Eugene P Ceppa et al. Surg Endosc. 2023 Dec.

Abstract

Background: Primary hepatocellular carcinoma (HCC) and colorectal liver metastases (CRLM) represent the liver's two most common malignant neoplasms. Liver-directed therapies such as ablation have become part of multidisciplinary therapies despite a paucity of data. Therefore, an expert panel was convened to develop evidence-based recommendations regarding the use of microwave ablation (MWA) and radiofrequency ablation (RFA) for HCC or CRLM less than 5 cm in diameter in patients ineligible for other therapies.

Methods: A systematic review was conducted for six key questions (KQ) regarding MWA or RFA for solitary liver tumors in patients deemed poor candidates for first-line therapy. Subject experts used the GRADE methodology to formulate evidence-based recommendations and future research recommendations.

Results: The panel addressed six KQs pertaining to MWA vs. RFA outcomes and laparoscopic vs. percutaneous MWA. The available evidence was poor quality and individual studies included both HCC and CRLM. Therefore, the six KQs were condensed into two, recognizing that these were two disparate tumor groups and this grouping was somewhat arbitrary. With this significant limitation, the panel suggested that in appropriately selected patients, either MWA or RFA can be safe and feasible. However, this recommendation must be implemented cautiously when simultaneously considering patients with two disparate tumor biologies. The limited data suggested that laparoscopic MWA of anatomically more difficult tumors has a compensatory higher morbidity profile compared to percutaneous MWA, while achieving similar overall 1-year survival. Thus, either approach can be appropriate depending on patient-specific factors (very low certainty of evidence).

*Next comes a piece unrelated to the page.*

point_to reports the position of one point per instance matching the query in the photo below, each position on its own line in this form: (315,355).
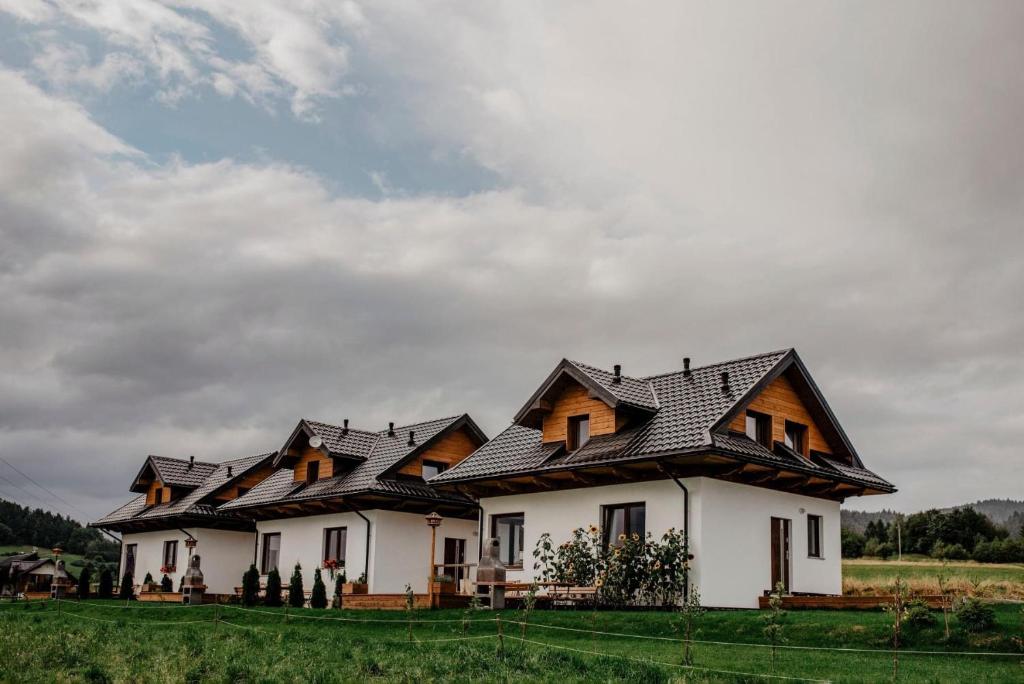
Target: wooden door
(780,553)
(455,553)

Conclusion: Given the weak evidence, these guidelines provide modest guidance regarding liver ablative therapies for HCC and CRLM. Liver ablation is just one component of a multimodal approach and its use is currently limited to a highly selected population. The quality of the existing data is very low and therefore limits the strength of the guidelines.

Keywords: Colorectal liver metastases; Guideline; Hepatocellular carcinoma; Liver tumor; Microwave ablation; Radiofrequency ablation.